With his varied responsibilities, McCann has many places to be during a work day at Jacksonville Municipal Stadium. He zips around the offices and practice fields on a Segway, given to him as a part of the Segs4Vets program by Disability Rights Advocates for Technology (Draft). It allows him to do all of his daily duties without overstressing the tendons and ligaments in his lower legs, which cause him pain after over-use.
McCann's interest in the NFL as a job possibility was launched earlier when he had the opportunity to meet the Cleveland Browns owner, Randy Lerner, through Lerner's friend, General James Amos, who visited McCann in the Camp Lejuene hospital. General Amos told Lerner about McCann, and on McCann's first day back home in Cleveland, Lerner set it up so McCann could spend the day with him at the Browns' facility.
McCann got to meet many people in the Browns organization including then-head coach Romeo Crennel. He received the VIP experience from the Browns in 2006, and the wife of former general manager Phil Savage even gave McCann season tickets, which he owns to this day.
The opportunity had a profound impact on McCann, who had always been a Browns fan.
"That really encouraged my dream of the NFL," he said.
The experience McCann is gaining with the Jaguars continues to shape his dream and at this point, he doesn't exactly know to what area it will lead him.

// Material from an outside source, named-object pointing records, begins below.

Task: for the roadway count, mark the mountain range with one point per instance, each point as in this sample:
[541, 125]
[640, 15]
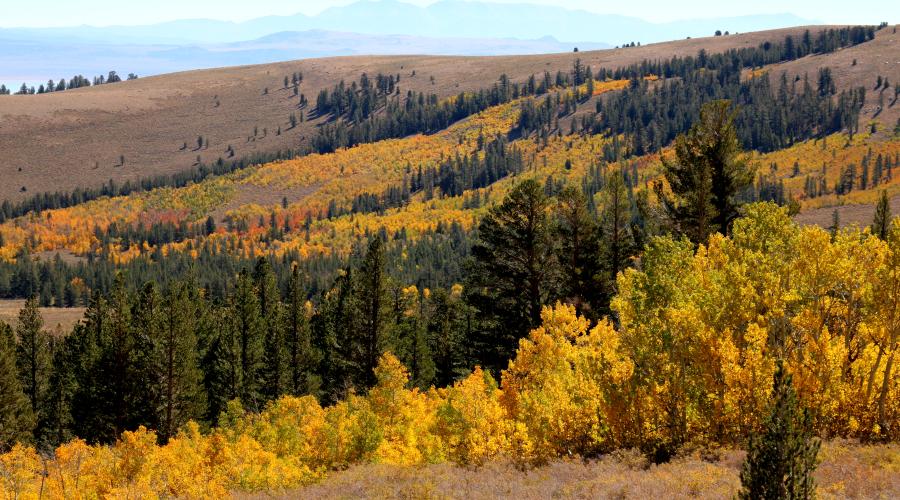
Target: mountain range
[366, 27]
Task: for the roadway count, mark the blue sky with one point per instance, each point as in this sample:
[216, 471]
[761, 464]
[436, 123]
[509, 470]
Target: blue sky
[43, 13]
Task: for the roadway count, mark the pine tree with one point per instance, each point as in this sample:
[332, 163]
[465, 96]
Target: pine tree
[514, 272]
[33, 357]
[180, 395]
[16, 418]
[446, 337]
[707, 176]
[331, 329]
[781, 460]
[249, 332]
[881, 225]
[298, 342]
[577, 232]
[371, 335]
[274, 368]
[57, 419]
[618, 243]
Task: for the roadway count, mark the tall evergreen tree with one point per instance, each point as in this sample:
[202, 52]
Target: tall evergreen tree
[618, 241]
[371, 335]
[513, 273]
[708, 174]
[446, 336]
[782, 458]
[56, 421]
[180, 394]
[16, 418]
[33, 358]
[332, 327]
[274, 367]
[247, 324]
[301, 357]
[577, 235]
[881, 225]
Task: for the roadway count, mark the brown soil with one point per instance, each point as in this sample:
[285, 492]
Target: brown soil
[57, 320]
[848, 215]
[72, 139]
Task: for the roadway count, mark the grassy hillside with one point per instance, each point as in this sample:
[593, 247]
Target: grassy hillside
[77, 138]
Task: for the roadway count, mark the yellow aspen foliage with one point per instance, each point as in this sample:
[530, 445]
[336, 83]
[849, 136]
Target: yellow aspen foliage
[404, 417]
[545, 391]
[688, 361]
[18, 469]
[471, 421]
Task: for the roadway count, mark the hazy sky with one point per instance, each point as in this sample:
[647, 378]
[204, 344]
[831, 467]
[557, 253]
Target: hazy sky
[41, 13]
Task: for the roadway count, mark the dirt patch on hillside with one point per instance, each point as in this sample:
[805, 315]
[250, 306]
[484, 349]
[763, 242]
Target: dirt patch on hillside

"My goal before I started working for the Jaguars was to eventually become a head coach or general manager someday," McCann said. "As of now, I think I might like to shift my focus more towards special events or football operations."
He also doesn't know geographically where the NFL will lead him. Like many veterans who return from combat situations, McCann suffers from Post-Traumatic Stress Disorder (PTSD). Because of this, McCann says it is best for him to be in places that are comfortable and familiar to him.

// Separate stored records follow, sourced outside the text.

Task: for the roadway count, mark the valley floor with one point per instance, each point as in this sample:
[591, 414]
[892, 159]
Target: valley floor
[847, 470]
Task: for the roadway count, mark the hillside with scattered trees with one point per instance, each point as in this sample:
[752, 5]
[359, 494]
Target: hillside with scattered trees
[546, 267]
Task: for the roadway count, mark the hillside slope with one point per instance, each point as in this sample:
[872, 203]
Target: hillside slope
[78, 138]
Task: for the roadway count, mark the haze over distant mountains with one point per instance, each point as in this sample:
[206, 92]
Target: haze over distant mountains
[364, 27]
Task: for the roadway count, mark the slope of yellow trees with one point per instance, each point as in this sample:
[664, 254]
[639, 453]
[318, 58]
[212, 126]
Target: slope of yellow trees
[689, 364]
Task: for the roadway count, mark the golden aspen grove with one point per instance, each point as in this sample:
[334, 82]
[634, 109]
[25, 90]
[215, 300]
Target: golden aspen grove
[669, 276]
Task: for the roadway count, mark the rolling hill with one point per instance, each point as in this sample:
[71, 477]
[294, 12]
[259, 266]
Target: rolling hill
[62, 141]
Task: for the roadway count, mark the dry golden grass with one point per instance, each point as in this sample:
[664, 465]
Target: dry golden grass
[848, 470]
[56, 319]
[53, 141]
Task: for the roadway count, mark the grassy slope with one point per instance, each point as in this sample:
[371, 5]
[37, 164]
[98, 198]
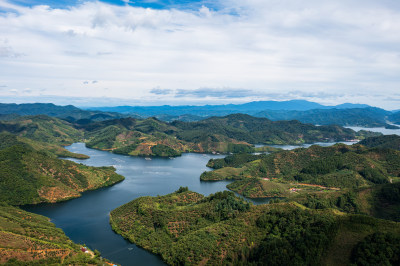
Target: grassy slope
[182, 228]
[30, 176]
[43, 129]
[27, 238]
[336, 167]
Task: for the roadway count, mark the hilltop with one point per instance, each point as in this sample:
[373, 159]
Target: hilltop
[30, 176]
[187, 228]
[230, 134]
[346, 114]
[30, 239]
[385, 141]
[68, 112]
[337, 167]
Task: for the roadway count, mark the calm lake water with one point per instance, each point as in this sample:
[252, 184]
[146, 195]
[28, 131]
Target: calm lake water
[382, 130]
[86, 219]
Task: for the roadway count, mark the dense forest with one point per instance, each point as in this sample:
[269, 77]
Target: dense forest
[231, 134]
[326, 196]
[30, 239]
[187, 228]
[31, 176]
[385, 141]
[339, 167]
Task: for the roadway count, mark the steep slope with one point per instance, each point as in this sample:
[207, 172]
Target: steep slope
[254, 130]
[30, 239]
[30, 176]
[337, 167]
[365, 117]
[233, 133]
[395, 118]
[43, 128]
[68, 112]
[385, 141]
[186, 228]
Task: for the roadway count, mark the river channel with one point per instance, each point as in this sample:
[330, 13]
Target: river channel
[86, 219]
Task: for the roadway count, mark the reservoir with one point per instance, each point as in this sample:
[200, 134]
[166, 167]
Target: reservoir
[86, 219]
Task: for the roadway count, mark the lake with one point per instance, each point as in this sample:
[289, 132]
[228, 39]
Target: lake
[86, 219]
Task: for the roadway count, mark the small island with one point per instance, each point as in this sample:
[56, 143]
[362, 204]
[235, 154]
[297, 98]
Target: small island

"A perfect situation would be to go back to Cleveland and get in with the Browns [when TRACK ends], only because I have my family and my friends," he said. "My family and my friends are like my security blanket, my comfort zone."

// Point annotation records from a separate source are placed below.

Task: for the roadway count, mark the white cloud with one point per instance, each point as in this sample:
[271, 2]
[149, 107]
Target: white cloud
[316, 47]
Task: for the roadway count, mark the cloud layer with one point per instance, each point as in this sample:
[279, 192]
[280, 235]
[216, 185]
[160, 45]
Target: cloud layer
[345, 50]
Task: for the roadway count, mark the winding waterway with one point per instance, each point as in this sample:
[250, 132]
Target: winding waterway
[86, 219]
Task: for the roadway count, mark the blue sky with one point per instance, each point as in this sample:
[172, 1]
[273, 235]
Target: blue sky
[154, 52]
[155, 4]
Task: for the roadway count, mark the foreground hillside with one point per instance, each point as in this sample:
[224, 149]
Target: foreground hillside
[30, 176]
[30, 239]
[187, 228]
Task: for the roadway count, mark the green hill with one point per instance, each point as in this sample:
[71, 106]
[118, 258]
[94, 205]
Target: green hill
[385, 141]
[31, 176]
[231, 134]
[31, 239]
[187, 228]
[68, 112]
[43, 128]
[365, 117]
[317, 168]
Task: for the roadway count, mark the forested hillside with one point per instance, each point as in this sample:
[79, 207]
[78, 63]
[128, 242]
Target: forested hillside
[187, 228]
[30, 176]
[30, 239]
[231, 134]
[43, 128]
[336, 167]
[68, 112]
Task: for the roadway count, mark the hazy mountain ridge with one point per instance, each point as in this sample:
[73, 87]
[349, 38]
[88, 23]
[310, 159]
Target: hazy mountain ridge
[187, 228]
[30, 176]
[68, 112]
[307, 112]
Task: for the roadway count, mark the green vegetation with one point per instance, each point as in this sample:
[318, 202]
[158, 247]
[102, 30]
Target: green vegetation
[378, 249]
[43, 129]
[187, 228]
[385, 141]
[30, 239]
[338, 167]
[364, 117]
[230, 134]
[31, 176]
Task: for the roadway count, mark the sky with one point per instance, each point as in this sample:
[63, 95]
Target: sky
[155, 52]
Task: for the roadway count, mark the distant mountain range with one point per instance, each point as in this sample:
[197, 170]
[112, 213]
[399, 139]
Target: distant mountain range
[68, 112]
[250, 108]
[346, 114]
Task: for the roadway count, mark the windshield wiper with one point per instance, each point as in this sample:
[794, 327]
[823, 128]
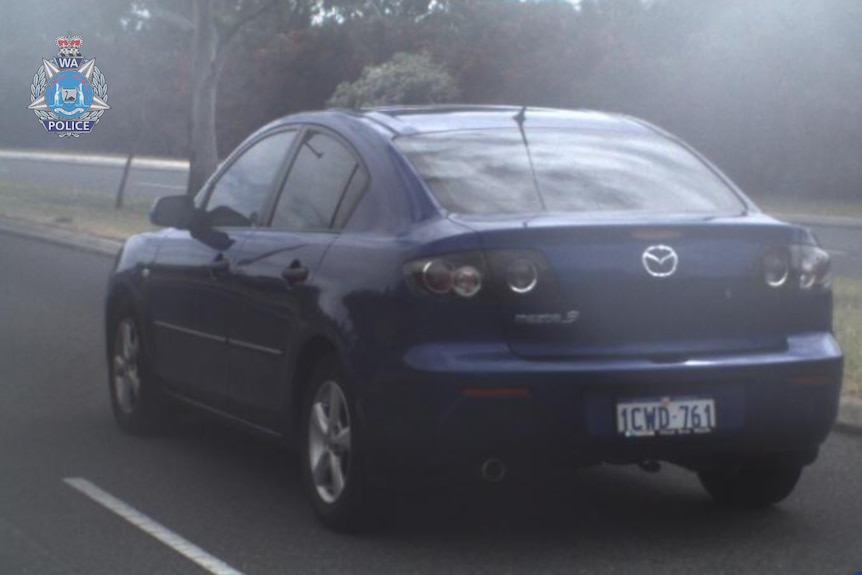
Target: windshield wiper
[520, 118]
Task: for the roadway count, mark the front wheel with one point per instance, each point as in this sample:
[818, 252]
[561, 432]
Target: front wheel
[332, 465]
[751, 485]
[135, 402]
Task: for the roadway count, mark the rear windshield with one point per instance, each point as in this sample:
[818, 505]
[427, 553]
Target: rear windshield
[488, 172]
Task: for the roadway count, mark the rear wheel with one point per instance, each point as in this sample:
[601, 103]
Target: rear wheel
[138, 409]
[751, 485]
[332, 464]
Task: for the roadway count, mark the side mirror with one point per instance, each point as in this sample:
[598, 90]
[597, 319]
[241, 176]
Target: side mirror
[173, 212]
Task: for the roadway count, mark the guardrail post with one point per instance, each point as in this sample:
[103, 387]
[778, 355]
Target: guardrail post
[118, 203]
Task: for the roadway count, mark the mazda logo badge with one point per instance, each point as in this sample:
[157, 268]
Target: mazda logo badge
[660, 261]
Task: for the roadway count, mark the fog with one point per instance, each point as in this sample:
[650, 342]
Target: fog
[768, 89]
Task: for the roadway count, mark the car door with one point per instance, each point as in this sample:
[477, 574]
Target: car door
[276, 272]
[190, 284]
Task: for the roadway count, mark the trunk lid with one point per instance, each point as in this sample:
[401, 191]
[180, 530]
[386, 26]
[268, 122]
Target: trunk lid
[705, 295]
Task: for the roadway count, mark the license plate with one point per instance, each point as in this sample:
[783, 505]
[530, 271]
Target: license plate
[665, 416]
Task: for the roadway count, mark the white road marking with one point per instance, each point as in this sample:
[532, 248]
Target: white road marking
[156, 185]
[177, 543]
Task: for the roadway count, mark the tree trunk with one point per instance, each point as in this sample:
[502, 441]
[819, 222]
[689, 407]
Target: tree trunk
[204, 152]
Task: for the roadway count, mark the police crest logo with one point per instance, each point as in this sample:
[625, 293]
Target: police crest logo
[69, 93]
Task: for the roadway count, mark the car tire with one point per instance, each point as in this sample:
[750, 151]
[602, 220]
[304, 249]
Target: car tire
[751, 485]
[136, 401]
[332, 451]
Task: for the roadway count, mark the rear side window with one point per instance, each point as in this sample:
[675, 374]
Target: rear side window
[489, 172]
[324, 170]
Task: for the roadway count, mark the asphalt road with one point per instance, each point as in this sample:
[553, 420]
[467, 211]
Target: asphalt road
[844, 244]
[240, 500]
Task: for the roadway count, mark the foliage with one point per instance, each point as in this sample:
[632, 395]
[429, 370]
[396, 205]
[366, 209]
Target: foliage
[405, 79]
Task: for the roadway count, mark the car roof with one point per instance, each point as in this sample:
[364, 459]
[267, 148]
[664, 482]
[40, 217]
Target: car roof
[408, 120]
[395, 121]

But he also says that Jacksonville has great positives as well.
"The Jaguars are the first team to give me an opportunity and I love everyone I work with," McCann says. About the possibility of continuing his stay in Jacksonville, he adds "staying with the Jaguars wouldn't be a bad thing at all."
McCann is thankful to many for the opportunities that he's been given, starting with the WWP.
"I'm greatly appreciative, not only because they've helped me out in so many ways, but they've helped open the door to getting in with the Jaguars," he said. "I'm also greatly appreciative of the Jaguars for letting me in – everyone I work with."
McCann's final day of TRACK is December 18th, and no matter where he goes from there one thing is certain.
"The Jaguars are always going to have a place in my heart because they were the first NFL franchise to give me that chance," he said.